Former Immaculate hurdler turns pro
Jamaica has a deep stock of high-class 100-metre hurdlers. It could be deeper next year as former Immaculate Conception High School standout Jeanine Williams is going pro. With three years of notable performances under her belt at Georgia Tech University, Williams has set her sights on a place on Jamaica's team at the 2020 Olympics.
Fourth in the NCAA Championships final won by fellow Jamaican Janeek Brown, Williams intends to focus on athletics for a few years before following a dream of becoming a doctor. "I'll try to go pro for a couple of years and then after I'll take my talents to med school because that is the ultimate dream, to become a doctor," she said. "I can't do both, so I have to do track first and then go to med school."
Three years of improvement
In May, she lowered her personal best to 12.72 seconds to become the 14th fastest Jamaican ever and reached the NCAA final to conclude three years of improvement under Georgia Tech hurdles coach Nat Page, who was once married to sprint queen Merlene Ottey. "He's really helped me a lot and we still have a lot more things to work on and I don't think I should change my coach now especially with Olympics next year," Williams said of her decision to stay in Atlanta.
She left Immaculate for Auburn University in 2015 after winning silver at the Carifta Games. "In my freshman year, I didn't see things going upward for me, then I got a transfer to Georgia Tech. Then I started training with Coach Page and started to see a change, a change in my technique, a change in how I ran. My times were dropping, and I said, 'OK, maybe there're a chance'," she reflected.
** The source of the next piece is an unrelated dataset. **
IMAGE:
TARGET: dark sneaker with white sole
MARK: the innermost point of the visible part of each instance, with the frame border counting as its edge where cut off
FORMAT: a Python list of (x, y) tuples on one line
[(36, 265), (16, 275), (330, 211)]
Confirmation came in 2018. "In my second year at Tech, I became Conference champion, indoors and out, and I said, 'OK, all right, that seems good', and then there was the Athletics World Cup and I got second and I was like, 'O wow. This is like world-class and I got a silver medal. Clearly, there's something there, and clearly this is something I can do'," she said.
The Jamaican hurdles scene is hot. Danielle Williams, Brown and Megan Tapper placed third, seventh and eighth, respectively, at the World Championships in Doha. Williams isn't daunted. "What happened with the whole Trials and the whole team selection thing that happened, I kind of got a drive to ensure that whatever happens, I will always make the team," she said.
Her personal best of 12.72 makes her the sixth fastest active Jamaican behind namesake Williams, Brown, Tapper, Rushelle Burton, Britany Anderson and Doha semi-finalist Yanique Thompson.